The design of an item wrapped with two belts in the middle of the building is a symbol of power which originates from Italy.

Millionaire Club

Ee Hoe Hean Club comprises of all Chinese millionaires. The club was created in 1895, it was a social and business “hang-out spot” and most importantly a meeting place for their discussions for important issues related to politics, economics, culture, social and education in Singapore and China. 

Ee Hoe Hean Club

The members of the club also played a significant role in pre and post world war 2 as they help to raise funds for the Republican revolution in China as well as the support for the anti-Japanese war, against the invasion of the Japanese in China.

Duxton Hill

Duxton Hills

Despite its name, visitors may be surprised that they are unable to find the “hill”. The hills were flattened as its lands were used as land reclamation for Telok Ayer.

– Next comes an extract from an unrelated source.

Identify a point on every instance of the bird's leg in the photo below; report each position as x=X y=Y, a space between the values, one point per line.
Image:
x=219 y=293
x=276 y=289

Duxton hill was once home to 32 acres of nutmeg plantation owned by William Montgomerie. Now, Duxton Hill has gained a reputation for a laidback area with cafés and restaurant selling a wide variety of cuisines. Many of these cafes are found at the shop front of conserved shophouses.

Shophouses Duxton hills

Pinnacles At Duxton

Everywhere you go in Bukit Pasoh, you will see these luxurious-looking buildings towering over the shophouses. They are actually residential buildings.

pinnacle at duxton

Pinnacles at Duxton is made up of 7 buildings with 50 floors each, 2 sky gardens located on the 26th and 50th floor. The public is only allowed to access the sky garden on the 50th floor to enjoy the panoramic view of the city with an entrance fee of S$6.

pinnacle at duxton

Potato Head Building

The Potato Head Building is one of the most iconic places to take pictures in Singapore. It is a charming spot with bars, rooftop garden and restaurants located within its walls. The building sits at a road junction, between two roads. It is the perfect place to take your daily dose of pictures.